Le Conseil de l’Europe s’interroge sur la validité du mécanisme français d’adoption des lois sans vote
Le Conseil de l’Europe (CdE) s’est interrogé sur la validité de l’article 49.3 de la Constitution française, qui permet de faire adopter une loi sans vote au Parlement et a été récemment utilisé pour la réforme des retraites.
« La question se pose de savoir si l’utilisation de l’article 49.3, dans la mesure où il permet l’adoption d’une loi sans l’approbation finale du Parlement et, dans certains cas, sans une discussion réelle et approfondie de son contenu, viole les principes du pluralisme, de la séparation des pouvoirs et de la souveraineté du législateur« , a souligné le Conseil de l’Europe dans un « avis intérimaire » publié mercredi.

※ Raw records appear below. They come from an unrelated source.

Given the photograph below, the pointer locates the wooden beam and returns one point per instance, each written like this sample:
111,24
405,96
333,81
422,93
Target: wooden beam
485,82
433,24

La crédibilité démocratique des pouvoirs de couperet est depuis longtemps remise en question, fait remarquer le document adopté lors de la 135è session plénière de la Commission de Venise, un organe consultatif du Conseil de l’Europe composé d’experts indépendants en droit constitutionnel, en soulignant la nécessité de “préserver l’équilibre des pouvoirs entre le Parlement et l’exécutif« .
Pour la Commission de Venise, qui a rédigé l’avis, l’article 49.3 de la Constitution française « renverse la charge de l’initiative » du rejet d’un texte, « d’une manière apparemment inégalée par rapport aux autres pays européens« , en ce sens qu’il ne prévoit pas la possibilité pour le Premier ministre de demander la confiance de l’Assemblée nationale afin d’inciter à l’approbation de la loi.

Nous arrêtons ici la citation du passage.